Dawn of Winter
#1
Dawn of Winter - The Peaceful Dead (2008)

[Obrazek: R-2408119-1282369715.jpeg.jpg]

tracklista:
1.The Music of Despair 07:10
2.A Lovelorn Traveller 05:52
3.Mourner 03:39
4.Holy Blood 05:20
5.The Oath of the Witch 04:51
6.Throne of Isolation 05:35
7.Burn Another Sinner 03:04
8.All the Gods You Worship 06:38
9.Anthem of Doom 04:04
10.The Peaceful Dead 09:49

rok wydania: 2008
gatunek: epic doom metal
kraj: Niemcy

skład zespołu:
Gerrit P. Mutz - śpiew
Jörg M. Knittel - gitara
Joachim Schmalzried - gitara basowa
Dennis Schediwy - perkusja


Są w metalowej muzyce wokaliści, którzy mają dwa zupełne inne oblicza. Jednym z nich jest bez wątpienia Gerrit P. Mutz. Jego popisy w SACRED STEEL są nieraz co najmniej kontrowersyjne, natomiast jako wokalista doom metalowy jest w ścisłej światowej czołówce. Tworząc w roku 1990 grupę DAWN OF WINTER (początkowo pod nazwą CEMETARY) położył także podwaliny pod doom metal niemiecki, który stał się niebawem gatunkiem także w tym kraju popularnym i wpływowym. Debiut "In the Valley of Tears" z roku 1998 był jednak albumem nie na tyle udanym, by mocniej się zaznaczyć, kariera Mutza skupiła się na SACRED STEEL i dopiero dziesięć lat później, w końcu listopada 2008 Massacre Records przypomniał o DAWN OF WINTER drugą płytą.

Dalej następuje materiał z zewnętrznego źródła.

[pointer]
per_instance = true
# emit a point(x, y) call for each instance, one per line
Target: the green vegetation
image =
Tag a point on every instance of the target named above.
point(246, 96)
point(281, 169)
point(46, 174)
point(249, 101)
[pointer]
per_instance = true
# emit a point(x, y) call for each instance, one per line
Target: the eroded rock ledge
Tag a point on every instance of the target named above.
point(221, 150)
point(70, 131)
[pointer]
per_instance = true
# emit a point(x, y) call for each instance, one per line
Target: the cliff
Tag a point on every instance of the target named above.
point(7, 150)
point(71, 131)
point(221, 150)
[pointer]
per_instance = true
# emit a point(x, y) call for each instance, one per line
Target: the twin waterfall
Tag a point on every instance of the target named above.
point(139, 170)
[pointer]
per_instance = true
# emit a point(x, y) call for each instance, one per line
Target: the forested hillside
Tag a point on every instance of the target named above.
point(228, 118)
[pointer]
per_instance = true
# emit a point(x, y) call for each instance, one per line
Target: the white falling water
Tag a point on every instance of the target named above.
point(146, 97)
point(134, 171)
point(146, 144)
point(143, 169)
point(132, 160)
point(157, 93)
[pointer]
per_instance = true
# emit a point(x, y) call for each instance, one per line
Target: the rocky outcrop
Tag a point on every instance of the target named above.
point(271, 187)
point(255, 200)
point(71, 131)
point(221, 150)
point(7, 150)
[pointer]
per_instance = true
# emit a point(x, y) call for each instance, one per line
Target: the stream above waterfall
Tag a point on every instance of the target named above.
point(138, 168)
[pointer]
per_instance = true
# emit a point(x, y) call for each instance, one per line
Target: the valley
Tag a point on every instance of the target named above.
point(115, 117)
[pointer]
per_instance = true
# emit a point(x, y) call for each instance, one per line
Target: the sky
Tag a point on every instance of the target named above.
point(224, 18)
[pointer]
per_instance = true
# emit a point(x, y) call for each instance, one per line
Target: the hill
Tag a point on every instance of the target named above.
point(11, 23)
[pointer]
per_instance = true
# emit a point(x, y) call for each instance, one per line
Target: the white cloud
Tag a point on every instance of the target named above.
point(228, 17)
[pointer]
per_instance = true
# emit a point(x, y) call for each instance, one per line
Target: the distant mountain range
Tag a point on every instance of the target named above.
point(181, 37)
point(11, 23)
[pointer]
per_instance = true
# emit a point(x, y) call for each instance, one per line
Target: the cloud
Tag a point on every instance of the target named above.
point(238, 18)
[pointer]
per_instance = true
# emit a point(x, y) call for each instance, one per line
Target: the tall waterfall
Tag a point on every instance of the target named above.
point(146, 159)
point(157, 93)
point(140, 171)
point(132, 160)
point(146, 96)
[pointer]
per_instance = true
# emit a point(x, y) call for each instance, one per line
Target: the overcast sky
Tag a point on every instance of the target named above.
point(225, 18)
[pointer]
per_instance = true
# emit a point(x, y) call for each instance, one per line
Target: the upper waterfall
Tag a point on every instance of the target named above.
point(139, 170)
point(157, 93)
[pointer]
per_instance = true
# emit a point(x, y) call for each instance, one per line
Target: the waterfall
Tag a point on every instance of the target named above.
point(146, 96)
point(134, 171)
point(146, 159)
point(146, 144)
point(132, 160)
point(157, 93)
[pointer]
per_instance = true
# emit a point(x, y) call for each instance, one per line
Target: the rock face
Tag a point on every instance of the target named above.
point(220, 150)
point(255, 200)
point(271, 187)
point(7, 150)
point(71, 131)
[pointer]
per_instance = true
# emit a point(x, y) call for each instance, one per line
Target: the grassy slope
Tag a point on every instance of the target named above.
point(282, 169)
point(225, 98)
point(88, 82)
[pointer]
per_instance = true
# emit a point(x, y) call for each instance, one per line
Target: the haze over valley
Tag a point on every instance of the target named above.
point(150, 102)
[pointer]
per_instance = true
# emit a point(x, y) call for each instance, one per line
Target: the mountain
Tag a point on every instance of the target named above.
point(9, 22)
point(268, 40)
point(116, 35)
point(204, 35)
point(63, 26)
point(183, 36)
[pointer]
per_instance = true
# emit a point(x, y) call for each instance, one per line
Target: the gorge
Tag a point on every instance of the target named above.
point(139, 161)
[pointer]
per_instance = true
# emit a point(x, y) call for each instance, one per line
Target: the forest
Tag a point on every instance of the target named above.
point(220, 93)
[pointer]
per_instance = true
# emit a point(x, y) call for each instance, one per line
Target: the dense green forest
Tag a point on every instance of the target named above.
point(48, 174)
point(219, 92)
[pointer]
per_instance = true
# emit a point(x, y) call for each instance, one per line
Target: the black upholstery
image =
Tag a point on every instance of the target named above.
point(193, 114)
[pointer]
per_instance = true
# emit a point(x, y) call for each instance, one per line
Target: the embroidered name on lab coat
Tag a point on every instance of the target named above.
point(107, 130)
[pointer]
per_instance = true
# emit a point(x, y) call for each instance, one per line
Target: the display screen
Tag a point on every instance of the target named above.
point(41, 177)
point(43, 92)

Jeśli wokalnie Mutz  w 1998 niczym nie zachwycił, to w roku 2008 po prostu zdewastował. Znakomite kompozycje w stylu epic doom przygotowane na tę płytę to jedno, a fenomenalne partie wokalne lidera to drugie. To ponad połowa sukcesu tej płyty, jednej z najlepszych w stylistyce epic doom nie tylko z Niemiec w tym czasie.
To wszystko słychać już od samego początku w przepięknym, dostojnym i pełnym epickiego zacięcia The Music of Despair w najlepszej tradycji CANDLEMASS. Ten średniowieczny, gotycki klimat zatęchłych cel klasztornych, ten posmak śmierci, ta genialna atmosfera pełnego rozpaczy mroku... Tak, na pewno bardzo wiele wspólnego z CANDLEMASS z Messiahem to także, jakże spokojnie rozgrywane A Lovelorn Traveller i jeden z najkrótszych - Mourner. No i Holy Blood rozpoczynający się od uporczywych, surowych zagrywek gitarowych. Pewien minimalizm instrumentalny daje tu pole do popisu dla samego Mutza, który w tej kompozycji jest dominującą postacią i na nim się skupia cała uwaga. Posępne, zwaliste riffy to kwintesencja The Oath of the Witch i tu poza CANDLEMASS, gdzieś w tle pobrzmiewa także SOLITUDE AETURNUS z pierwszych płyt, w bardziej ponurej i drapieżnej formie. Tyle tu znakomitej melodii... Potrafią nieco wyciszyć emocje, czy może nadać im bardziej brytyjską epic doom formę w Throne of Isolation i jakże się to potem genialnie rozwija w tej pełnej treści, cudownej melodii godnej SOLSTICE.
Przyspieszają rzadko i najkrótszy Burn Another Sinner z lekko stonerowym wydźwiękiem jest wyjątkiem. Heavy/stoner/doom tak zagrany to wielka rzadkość. Melodia i potoczystość najwyższej próby. Natychmiast równoważą to funeralnymi zagrywkami w All the Gods You Worship i jest mrok, jest nieprzenikniona mgła, czarna mgła i hipnotyczna melodia główna, w najbardziej klasycznej tradycji okultystycznego doom metalu. I CANDLEMASS, oczywiście także CANDLEMASS. Wyborne, dewastujące przyspieszenie w końcówce. Moc! Potem więcej krążących motywów w Anthem of Doom i może jednak mała dawka nieuporządkowania się w tym utworze pojawiła, po raz pierwszy i ostatni na tej płycie.
I kolos. Kolos tytułowy The Peaceful Dead. Mroczny, powolny. Idea doom kroczącego i walcującego w najczystszej postaci. Znowu w pewnym momencie gitara się lekko cofa i wspaniały Mutz jest aktorem głównym, narratorem ponurym i chłodnym, ale przecież te emocje są podskórnie wyczuwalne. Majestat.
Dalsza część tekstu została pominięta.